Below is the text of the letter. (With thanks to Sarah for allowing me to reproduce.)
It is not in the interests of either Ireland or the EU to allow something now euphemistically named ‘Lisbon’ to be used as a symbol of Ireland’s unwillingness to cooperate with the other countries in the Union. Recently, in the media the debate on Lisbon has become removed from the details of the treaty itself. Our politicians must be encouraged to re- read it (if in fact they read it the first time) once more. The details merit close scrutiny under the current economic circumstances. This Government’s attitude to Europe has been very effectively displayed by Brian Lenihan’s solo run Bank Guarantee scheme. The Treaty of Lisbon contains no clause that would have shored up our banking system in the face of mismanagement and shoddy regulation. It contains many that would make such independently conceived interventions as the bank guarantee scheme illegal.
The chief problem with the Lisbon treaty was, and is that it is a political policy-document that is long passed its sell-by date. Though it was disingenuously presented to the Irish electorate and the European citizenry as a mere rule book or set of structures through which the EU would function more efficiently all of those who have read the Lisbon treaty will recognise that it contains commitments to two ideologies -market liberalisation and militarisation. It also contains concrete methods for the realisation of these ideologies and in some instances even provision for sanction for those states that deviate from them.
Notwithstanding the fact that there are arguments to made either in favour or against either of these ideologies they have no place in a treaty. Their suitability is always dependent on the circumstances in which they are to be applied, however the supporters of Lisbon want us to agree to enshrine these particular ideologies into the very structure of our EU institutions irrespective of circumstance or change of personnel. The removal of our democratic right to decide what type of political ideology we chose to order both our individual nations and the EU by is much more serious than such issues as losing our commissioner or our taxation regime.
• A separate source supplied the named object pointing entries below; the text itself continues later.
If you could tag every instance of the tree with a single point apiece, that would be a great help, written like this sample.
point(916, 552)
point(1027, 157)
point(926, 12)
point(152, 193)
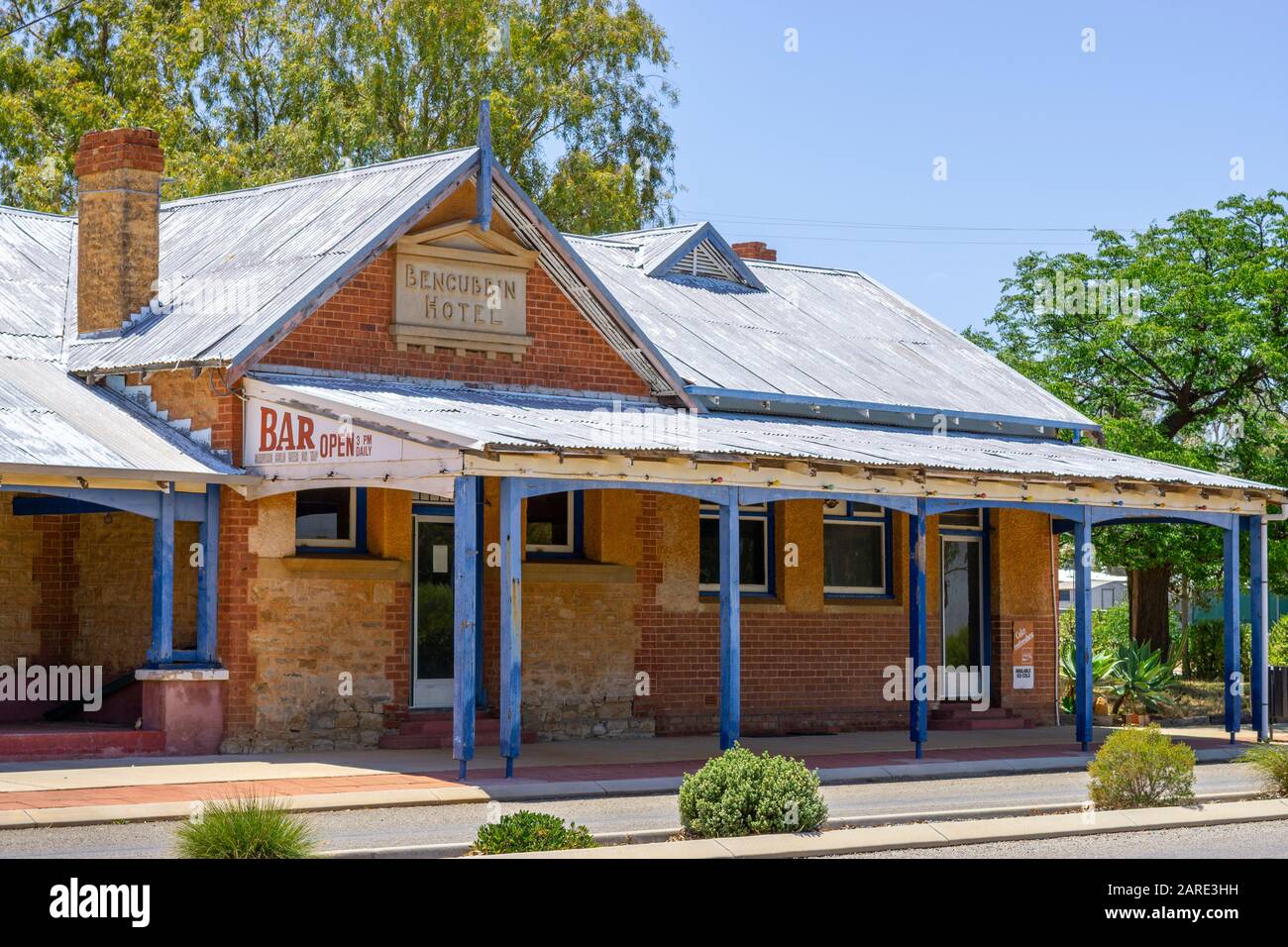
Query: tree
point(252, 91)
point(1176, 339)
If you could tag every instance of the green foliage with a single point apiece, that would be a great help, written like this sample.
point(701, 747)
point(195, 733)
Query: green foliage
point(1271, 763)
point(1103, 665)
point(1141, 767)
point(1192, 373)
point(1140, 680)
point(739, 792)
point(1279, 642)
point(246, 827)
point(250, 91)
point(531, 831)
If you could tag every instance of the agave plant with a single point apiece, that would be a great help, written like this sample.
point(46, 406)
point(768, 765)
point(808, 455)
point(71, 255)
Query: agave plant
point(1103, 664)
point(1140, 678)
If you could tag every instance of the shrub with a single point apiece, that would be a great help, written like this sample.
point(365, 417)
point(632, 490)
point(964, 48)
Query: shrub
point(1271, 763)
point(246, 827)
point(1141, 767)
point(739, 792)
point(1140, 678)
point(531, 831)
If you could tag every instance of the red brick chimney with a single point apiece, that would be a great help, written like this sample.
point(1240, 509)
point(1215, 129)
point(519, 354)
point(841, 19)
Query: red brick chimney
point(119, 178)
point(755, 250)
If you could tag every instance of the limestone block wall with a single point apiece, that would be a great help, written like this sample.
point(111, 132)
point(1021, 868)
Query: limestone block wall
point(322, 661)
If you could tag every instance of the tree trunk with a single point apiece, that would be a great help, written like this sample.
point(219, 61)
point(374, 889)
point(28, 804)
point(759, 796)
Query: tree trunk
point(1146, 591)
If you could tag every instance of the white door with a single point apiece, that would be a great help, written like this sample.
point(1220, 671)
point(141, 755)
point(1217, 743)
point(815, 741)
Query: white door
point(432, 612)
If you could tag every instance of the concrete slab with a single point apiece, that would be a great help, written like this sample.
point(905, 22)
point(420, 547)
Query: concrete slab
point(1209, 813)
point(1033, 826)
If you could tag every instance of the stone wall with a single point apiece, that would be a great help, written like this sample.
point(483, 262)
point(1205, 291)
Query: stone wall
point(322, 663)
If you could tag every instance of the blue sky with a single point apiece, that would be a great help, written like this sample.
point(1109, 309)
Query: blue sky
point(1035, 132)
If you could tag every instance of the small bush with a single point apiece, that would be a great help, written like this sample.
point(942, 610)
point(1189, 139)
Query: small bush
point(1271, 763)
point(739, 792)
point(531, 831)
point(246, 827)
point(1141, 767)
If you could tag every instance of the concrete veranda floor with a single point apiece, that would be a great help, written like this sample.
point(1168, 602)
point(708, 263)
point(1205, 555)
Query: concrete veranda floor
point(600, 767)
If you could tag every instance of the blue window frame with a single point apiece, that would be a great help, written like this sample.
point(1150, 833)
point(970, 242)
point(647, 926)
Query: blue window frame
point(857, 551)
point(755, 540)
point(554, 526)
point(331, 519)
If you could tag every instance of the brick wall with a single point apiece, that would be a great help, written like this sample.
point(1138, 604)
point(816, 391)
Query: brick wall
point(351, 333)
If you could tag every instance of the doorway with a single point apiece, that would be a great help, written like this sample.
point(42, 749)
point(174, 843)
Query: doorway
point(964, 676)
point(433, 615)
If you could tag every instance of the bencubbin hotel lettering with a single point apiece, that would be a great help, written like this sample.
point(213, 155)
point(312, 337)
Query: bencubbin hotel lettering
point(460, 296)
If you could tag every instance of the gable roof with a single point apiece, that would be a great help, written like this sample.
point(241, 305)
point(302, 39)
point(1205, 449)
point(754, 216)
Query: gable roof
point(239, 266)
point(812, 335)
point(51, 423)
point(35, 269)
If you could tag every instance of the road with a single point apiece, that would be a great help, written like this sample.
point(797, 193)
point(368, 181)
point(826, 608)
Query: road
point(447, 823)
point(1245, 840)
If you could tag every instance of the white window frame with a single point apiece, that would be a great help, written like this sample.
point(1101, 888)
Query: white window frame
point(866, 519)
point(352, 543)
point(759, 513)
point(558, 547)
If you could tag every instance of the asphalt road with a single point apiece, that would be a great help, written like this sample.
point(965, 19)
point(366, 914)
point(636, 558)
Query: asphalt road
point(445, 823)
point(1245, 840)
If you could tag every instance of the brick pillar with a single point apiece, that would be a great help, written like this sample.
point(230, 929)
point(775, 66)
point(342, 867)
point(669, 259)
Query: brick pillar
point(119, 176)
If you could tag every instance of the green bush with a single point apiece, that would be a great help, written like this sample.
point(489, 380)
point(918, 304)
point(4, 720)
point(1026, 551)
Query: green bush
point(739, 792)
point(1141, 767)
point(531, 831)
point(1271, 763)
point(1279, 642)
point(246, 827)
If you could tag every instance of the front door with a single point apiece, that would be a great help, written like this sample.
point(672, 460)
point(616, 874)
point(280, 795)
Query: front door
point(962, 609)
point(432, 613)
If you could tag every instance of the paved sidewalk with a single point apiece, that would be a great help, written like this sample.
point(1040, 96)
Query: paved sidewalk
point(86, 791)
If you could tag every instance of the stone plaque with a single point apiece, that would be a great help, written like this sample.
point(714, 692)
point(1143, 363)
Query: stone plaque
point(463, 290)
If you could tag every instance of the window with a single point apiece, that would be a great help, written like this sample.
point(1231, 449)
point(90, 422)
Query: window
point(331, 518)
point(961, 519)
point(855, 549)
point(554, 525)
point(755, 530)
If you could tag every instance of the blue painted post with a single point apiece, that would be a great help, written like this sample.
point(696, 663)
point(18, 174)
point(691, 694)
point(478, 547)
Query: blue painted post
point(207, 579)
point(480, 686)
point(730, 634)
point(465, 558)
point(1082, 560)
point(511, 618)
point(1260, 626)
point(917, 625)
point(1233, 674)
point(162, 581)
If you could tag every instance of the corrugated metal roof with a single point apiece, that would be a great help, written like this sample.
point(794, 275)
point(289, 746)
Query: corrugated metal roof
point(235, 265)
point(35, 268)
point(52, 420)
point(814, 333)
point(544, 421)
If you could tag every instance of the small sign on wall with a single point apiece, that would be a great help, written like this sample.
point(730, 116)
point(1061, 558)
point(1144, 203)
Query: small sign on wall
point(1021, 656)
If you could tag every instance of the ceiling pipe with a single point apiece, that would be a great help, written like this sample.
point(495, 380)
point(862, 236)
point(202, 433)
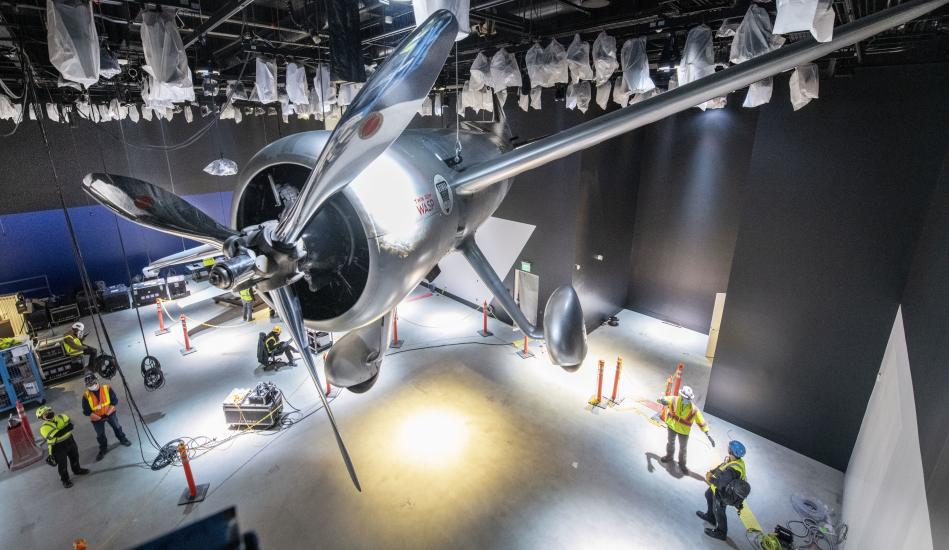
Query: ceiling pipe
point(610, 125)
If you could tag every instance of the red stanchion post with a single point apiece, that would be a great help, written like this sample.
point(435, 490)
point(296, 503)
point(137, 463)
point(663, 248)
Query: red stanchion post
point(484, 332)
point(193, 493)
point(619, 369)
point(598, 396)
point(396, 343)
point(24, 420)
point(678, 379)
point(184, 329)
point(525, 353)
point(162, 329)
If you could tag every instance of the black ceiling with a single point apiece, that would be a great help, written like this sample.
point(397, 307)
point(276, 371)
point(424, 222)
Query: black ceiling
point(224, 33)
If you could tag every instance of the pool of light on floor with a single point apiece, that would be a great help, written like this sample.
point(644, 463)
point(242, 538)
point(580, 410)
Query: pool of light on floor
point(432, 437)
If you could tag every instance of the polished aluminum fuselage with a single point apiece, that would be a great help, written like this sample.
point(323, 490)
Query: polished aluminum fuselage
point(406, 206)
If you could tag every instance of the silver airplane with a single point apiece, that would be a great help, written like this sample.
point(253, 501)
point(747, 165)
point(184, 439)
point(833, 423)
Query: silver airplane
point(334, 229)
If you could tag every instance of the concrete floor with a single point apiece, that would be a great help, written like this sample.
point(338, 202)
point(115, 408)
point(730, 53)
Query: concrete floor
point(462, 446)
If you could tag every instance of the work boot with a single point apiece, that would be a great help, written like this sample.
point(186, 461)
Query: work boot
point(706, 518)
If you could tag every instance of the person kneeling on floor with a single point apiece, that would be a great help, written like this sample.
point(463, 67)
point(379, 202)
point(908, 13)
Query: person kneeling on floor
point(728, 486)
point(680, 415)
point(98, 403)
point(276, 347)
point(63, 451)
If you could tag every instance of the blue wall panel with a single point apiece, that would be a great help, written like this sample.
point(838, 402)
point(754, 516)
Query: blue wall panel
point(37, 243)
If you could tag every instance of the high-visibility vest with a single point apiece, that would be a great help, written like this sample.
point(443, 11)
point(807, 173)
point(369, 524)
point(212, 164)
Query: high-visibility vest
point(49, 430)
point(271, 342)
point(682, 414)
point(72, 345)
point(737, 464)
point(99, 404)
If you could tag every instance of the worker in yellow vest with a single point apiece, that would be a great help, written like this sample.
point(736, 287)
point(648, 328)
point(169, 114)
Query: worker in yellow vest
point(98, 403)
point(680, 416)
point(727, 486)
point(247, 301)
point(56, 429)
point(72, 344)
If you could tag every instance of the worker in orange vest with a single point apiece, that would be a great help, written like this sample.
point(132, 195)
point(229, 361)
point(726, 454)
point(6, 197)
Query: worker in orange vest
point(98, 403)
point(680, 415)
Lisbon contains a zealot’s type of blind commitment to one by now spectacularly failing economic model. It will erode the flexibility we need to meet the economic social and environmental challenges that we Europeans now face.
Economic events should, by now have proven that it is surely unwise to enshrine a market fundamentalist type of ideology that is going out of fashion faster than legwarmers in the eighties into the structures of the EU?
It could well turn out that the most pro European act of the people of Ireland in recent times has been the rejection of the flawed, outdated and now ideologically discredited Lisbon Treaty.